In cases of prolonged consumption of excess amounts of caffeine, studies show that individuals exhibit a reduced response to HPA axis activation by the hormone ACTH and a generalized increase in basal levels of stress hormone corticosterone. Researchers concluded that the sensitivity of adrenal glands to ACTH is diminished by caffeine consumption. People diagnosed with panic disorder show less HPA activity following stressful stimuli than their healthy control counterparts.

==Susceptible populations==
Caffeine has varying effects on anxiety across given populations. The populations most susceptible to caffeine-induced anxiety disorder include those already diagnosed with an anxiety disorder and adolescents. Adolescents, particularly, are at increased risk for developing anxiety disorders and anxiety-related symptoms. While few human studies have been done to investigate this connection, many rodent studies show a correlation between caffeine consumption in adolescence and increased anxiety. These studies showed that in adolescent rodents exposed to caffeine, functioning of serotonin systems was affected, leading to increased anxiety; anxiety-related behaviors were higher than in adult rats exposed to the same amount of caffeine; and reward seeking behaviors as well as mood fluctuations were increased as the rodents matured. Rats with high anxiety behavior when exposed to a high dose of caffeine decreased their risk taking as well as the expression of neurite growth signal BDNF in caudate putamen, compared to low anxiety behavior rats.

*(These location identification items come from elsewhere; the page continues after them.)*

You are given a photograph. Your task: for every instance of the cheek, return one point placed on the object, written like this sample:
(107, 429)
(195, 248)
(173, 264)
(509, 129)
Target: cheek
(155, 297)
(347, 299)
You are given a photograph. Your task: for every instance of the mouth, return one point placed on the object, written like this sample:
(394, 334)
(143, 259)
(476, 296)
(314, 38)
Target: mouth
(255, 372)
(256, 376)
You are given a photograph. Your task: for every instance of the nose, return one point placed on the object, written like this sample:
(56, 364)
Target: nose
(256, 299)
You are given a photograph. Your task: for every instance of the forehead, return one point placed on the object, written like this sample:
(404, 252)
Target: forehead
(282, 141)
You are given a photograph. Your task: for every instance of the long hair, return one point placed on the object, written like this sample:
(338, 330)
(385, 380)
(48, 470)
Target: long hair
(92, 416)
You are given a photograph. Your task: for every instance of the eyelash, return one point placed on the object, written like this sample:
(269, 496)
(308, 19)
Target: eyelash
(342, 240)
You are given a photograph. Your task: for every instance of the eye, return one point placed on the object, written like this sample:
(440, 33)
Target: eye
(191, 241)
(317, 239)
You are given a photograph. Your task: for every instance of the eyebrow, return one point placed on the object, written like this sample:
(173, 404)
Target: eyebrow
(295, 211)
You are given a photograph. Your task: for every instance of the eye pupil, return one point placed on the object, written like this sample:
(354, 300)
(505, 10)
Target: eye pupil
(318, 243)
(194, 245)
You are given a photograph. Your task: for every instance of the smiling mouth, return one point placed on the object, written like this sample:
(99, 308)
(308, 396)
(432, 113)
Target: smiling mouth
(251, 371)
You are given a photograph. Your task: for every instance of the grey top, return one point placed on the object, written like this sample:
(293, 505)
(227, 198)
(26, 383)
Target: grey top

==Long-term health effects==
When consumed in moderation, caffeine can have many beneficial effects. However, over the course of several years, chronic caffeine consumption can produce various long-term health deficits in individuals. Among these, rodent studies have suggested caffeine intake may permanently alter the brain's excitability.

==Treatment==
For individuals being treated with benzodiazepines such as alprazolam (Xanax) for anxiety disorders, even small amounts of caffeine may have negative effects on treatment. Caffeine is able to negate the effects of benzodiazepines which can lead to heightened levels of anxiety and even panic attacks. Studies have linked caffeine intake to increased rates of cytotoxicity and cell death by necrosis associated with benzodiazepine use. However, this phenomenon (thought to be mediated via TSPO) is also present with benzodiazepine use alone. The clinical significance of caffeine-benzodiazepine induced cytotoxicity in humans is unclear and has not been shown to be harmful. Although benzodiazepines are effective at managing acute caffeine-induced anxiety symptoms, avoiding caffeine is generally recommended rather than increasing benzodiazepine intake. Treatments for caffeine-induced anxiety disorder tend to focus on abstinence from or a reduction of caffeine intake and behavioral therapy. Some doctors may recommend a continuance of caffeine consumption but with the provision that the patient actively takes note of physiological changes that happen after caffeine intake. The goal of this approach is to help patients better understand the effects of caffeine on the body and to distinguish threatening symptoms from normal reactions.